An executive who co-founded a staffing firm with his daughter and husband said his son-in-law forced him out of the business in retaliation after she sued for a divorce.

Daniel Rubinstein accused Steven Pearlman of misappropriating his “labor, skills, expenses and…the fruits of his labour,” in a complaint filed August 18 with the Westchester Superior Court.

In 2017, Perelman, his wife Deborah Wrobinstein, and Matt Hall founded the Sifter Group. The boutique technology recruitment company is based in Perelman’s Hartsdale home.

The company was set up as wholly owned by Perelman but included a stock plan for a hoped-for eventual purchase. Stephen Perlman, CEO, will receive 51% of the proceeds. Rubinstein, CFO, 15%; and Deborah Pearlman, director of human resources, 9%. Hall and future management will receive the remainder.

Rubinstein, of Woodstock, Ulster County, says he ran his own consulting firm and had a salary of $550,000 from his previous employer.
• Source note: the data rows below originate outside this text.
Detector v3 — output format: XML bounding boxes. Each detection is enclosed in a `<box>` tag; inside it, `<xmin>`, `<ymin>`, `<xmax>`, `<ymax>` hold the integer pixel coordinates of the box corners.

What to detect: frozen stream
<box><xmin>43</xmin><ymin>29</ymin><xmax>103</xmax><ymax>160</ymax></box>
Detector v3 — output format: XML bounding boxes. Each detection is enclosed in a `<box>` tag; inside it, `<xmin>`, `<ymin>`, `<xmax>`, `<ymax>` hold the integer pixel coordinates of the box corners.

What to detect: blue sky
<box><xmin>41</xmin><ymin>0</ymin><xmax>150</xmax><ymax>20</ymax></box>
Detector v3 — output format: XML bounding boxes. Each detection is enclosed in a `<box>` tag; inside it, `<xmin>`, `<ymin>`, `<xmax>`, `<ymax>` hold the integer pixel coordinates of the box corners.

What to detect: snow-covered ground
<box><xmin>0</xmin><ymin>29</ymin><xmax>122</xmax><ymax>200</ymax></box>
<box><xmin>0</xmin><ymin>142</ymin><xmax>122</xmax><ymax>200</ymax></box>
He was paid a $50,000 starting salary, according to the complaint, with the expectation of significant financial gain if the business was successful and sold.
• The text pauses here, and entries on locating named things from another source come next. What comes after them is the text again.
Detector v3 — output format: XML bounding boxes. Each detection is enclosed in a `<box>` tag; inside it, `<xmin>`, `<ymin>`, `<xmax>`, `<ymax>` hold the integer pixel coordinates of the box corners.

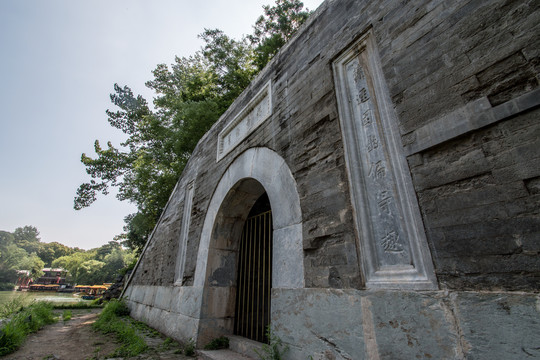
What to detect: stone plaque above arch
<box><xmin>217</xmin><ymin>81</ymin><xmax>272</xmax><ymax>161</ymax></box>
<box><xmin>193</xmin><ymin>147</ymin><xmax>304</xmax><ymax>289</ymax></box>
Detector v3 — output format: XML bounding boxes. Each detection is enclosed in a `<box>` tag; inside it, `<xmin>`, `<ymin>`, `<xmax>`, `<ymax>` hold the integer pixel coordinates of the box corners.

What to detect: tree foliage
<box><xmin>0</xmin><ymin>226</ymin><xmax>135</xmax><ymax>289</ymax></box>
<box><xmin>74</xmin><ymin>0</ymin><xmax>309</xmax><ymax>251</ymax></box>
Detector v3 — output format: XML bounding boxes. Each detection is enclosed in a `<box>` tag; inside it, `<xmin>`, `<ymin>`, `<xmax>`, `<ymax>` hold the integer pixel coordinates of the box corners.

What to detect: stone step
<box><xmin>197</xmin><ymin>349</ymin><xmax>254</xmax><ymax>360</ymax></box>
<box><xmin>227</xmin><ymin>335</ymin><xmax>264</xmax><ymax>359</ymax></box>
<box><xmin>198</xmin><ymin>335</ymin><xmax>263</xmax><ymax>360</ymax></box>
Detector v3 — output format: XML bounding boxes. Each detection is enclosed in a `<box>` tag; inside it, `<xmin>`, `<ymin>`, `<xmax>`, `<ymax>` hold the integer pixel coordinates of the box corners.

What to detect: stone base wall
<box><xmin>124</xmin><ymin>285</ymin><xmax>202</xmax><ymax>343</ymax></box>
<box><xmin>126</xmin><ymin>286</ymin><xmax>540</xmax><ymax>360</ymax></box>
<box><xmin>272</xmin><ymin>289</ymin><xmax>540</xmax><ymax>360</ymax></box>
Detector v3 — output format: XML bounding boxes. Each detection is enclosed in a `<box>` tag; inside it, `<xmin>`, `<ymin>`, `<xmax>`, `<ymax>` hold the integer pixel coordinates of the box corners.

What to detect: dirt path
<box><xmin>2</xmin><ymin>309</ymin><xmax>118</xmax><ymax>360</ymax></box>
<box><xmin>0</xmin><ymin>309</ymin><xmax>195</xmax><ymax>360</ymax></box>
Within five years, the complaint says, Syfter’s revenue had grown to $15 million annually and profits of $2.5 million. In 2021, Rubinstein earned a salary of $225,000 and a bonus of $100,000.

He claims credit for securing $2.5 million in funding, developing the financial system, co-creating group decision-making programs, and participating “in nearly every major decision Syfter makes.”

But as his daughter’s marriage deteriorated and she filed for divorce in October 2022, so did Rubinstein’s situation, according to the complaint.

Rubinstein alleges that when the divorce papers were filed, Perelman told his wife he was going to terminate her father.

Rubinstein accuses Perelman of creating a hostile workplace, trying to force his resignation and bypassing the dismissal plan.

Perelman had said Rubinstein would receive a $200,000 bonus for 2022, as stated in the complaint, then said a month later there would be no bonus.

A part-time finance director was hired, according to the complaint, and in the “final slap in the face” Perlman directed Rubinstein to train her as his replacement.

Rubinstein’s employment agreement required Syfter to provide 60 days’ notice of termination and provide full salary and benefits during the interim period. Unless he was fired for a reason — such as fraud, a criminal conviction, or insubordination — he was entitled to approximately 15% of Sifter’s net assets.

On January 17, Perelman fired Rubinstein for immediate effect, the complaint states. No advance notice was given, no specific reason was given, and his salary and benefits were cancelled.

After referring to the requirements of the employment agreement, Rubinstein says, he received fortnightly payments of $1,731, about 20% of his previous salary.

Rubinstein claims that when he applied for unemployment benefits last May, the state Labor Department said Sifter indicated he was fired for insubordination and breach of his employment agreement, making him ineligible for benefits. The state eventually agreed to the benefits.

Rubinstein says he was forced to sell part of his retirement assets and property in Connecticut, and begin psychotherapy for depression, as a result of Perelman’s “illegal behaviour”.

It seeks unspecified damages for alleged breaches of contract, harmful interference, misappropriation of ideas and skills, and unfair enrichment.

Sifter and Perelman’s attorney, Stephen E. Turman, of Uniondale, Nassau County, did not respond to an email requesting a response to the allegations.

Rubinstein is represented by White Plains attorney Jonathan Oring.